Ändert sich etwas nach der Bürgermeisterwahl in Houilles?

Friedrichsdorf (fw). Für Alexandre Joly (70), den langjährigen Bürgermeister der französischen Partnerstadt von Friedrichsdorf namens Houilles, schlage am 28. Juni die Stunde der Wahrheit, berichtet jetzt der Städtepartnerschaftsverein Friedrichsdorf. In diesem zweiten Durchgang wählen die knapp 22 000 Wahlberechtigten das Kommunalparlament – und damit auch traditionell den Spitzenkandidaten der Siegerliste als Rathauschef. Zudem hat die Wahl Auswirkungen auf einige Entscheidungen, die auch den Friedrichsdorfer Städtepartnerschaftsverein betreffen. Etwa, ob die jährlich am ersten Oktoberwochenende ausgerichtete „Braderie“ – der große Flohmarkt der Stadt – stattfinden wird oder nicht.

Während der parteilose Joly bei der letzten Wahl 2014 als Spitzenkandidat der unabhängigen Liste „Indépendance démocratie (ID) Commune“ noch mit zwei Dritteln der Stimmen den Posten wiedergewonnen hatte, steht er nun als Zweitplatzierter des ersten Votums im März deutlich unter Druck.

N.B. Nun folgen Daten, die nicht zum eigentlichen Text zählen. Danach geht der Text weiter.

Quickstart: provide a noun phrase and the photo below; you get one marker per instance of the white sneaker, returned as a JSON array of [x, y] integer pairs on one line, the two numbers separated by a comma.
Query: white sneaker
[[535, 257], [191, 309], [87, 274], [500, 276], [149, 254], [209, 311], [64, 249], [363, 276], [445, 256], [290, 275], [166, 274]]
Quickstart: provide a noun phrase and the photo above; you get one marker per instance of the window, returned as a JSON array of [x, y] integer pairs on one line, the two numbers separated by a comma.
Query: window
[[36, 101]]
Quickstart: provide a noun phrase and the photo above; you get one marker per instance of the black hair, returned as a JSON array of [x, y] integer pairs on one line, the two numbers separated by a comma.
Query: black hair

Das erneute Antreten Jolys kam einigermaßen überraschend, immerhin wäre es bereits die fünfte Amtszeit seit seinem Einzug ins Houiller Rathaus 1995. Er selbst begründete seinen Schritt im Dezember mit vielen Projekten, die er noch zu Ende bringen wolle.

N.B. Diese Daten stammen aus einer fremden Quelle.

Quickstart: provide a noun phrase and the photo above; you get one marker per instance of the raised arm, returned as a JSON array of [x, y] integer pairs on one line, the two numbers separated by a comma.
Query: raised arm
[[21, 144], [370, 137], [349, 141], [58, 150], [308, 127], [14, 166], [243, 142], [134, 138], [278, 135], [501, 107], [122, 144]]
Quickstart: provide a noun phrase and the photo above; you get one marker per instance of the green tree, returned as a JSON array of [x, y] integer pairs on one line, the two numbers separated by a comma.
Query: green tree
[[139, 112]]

Großer Freund Friedrichsdorfs

Während der „Braderie“ im Oktober 2019, an der auch Norbert Schneider als neuer Vorsitzender des Partnerschaftsvereins zum ersten Mal teilnahm, hatte sich der Bürgermeister noch zurückhaltend zu einer neuerlichen Kandidatur geäußert. Er gilt als vehementer Unterstützer der Partnerschaft mit Friedrichsdorf und ist regelmäßiger Besucher des deutschen Braderie-Standes.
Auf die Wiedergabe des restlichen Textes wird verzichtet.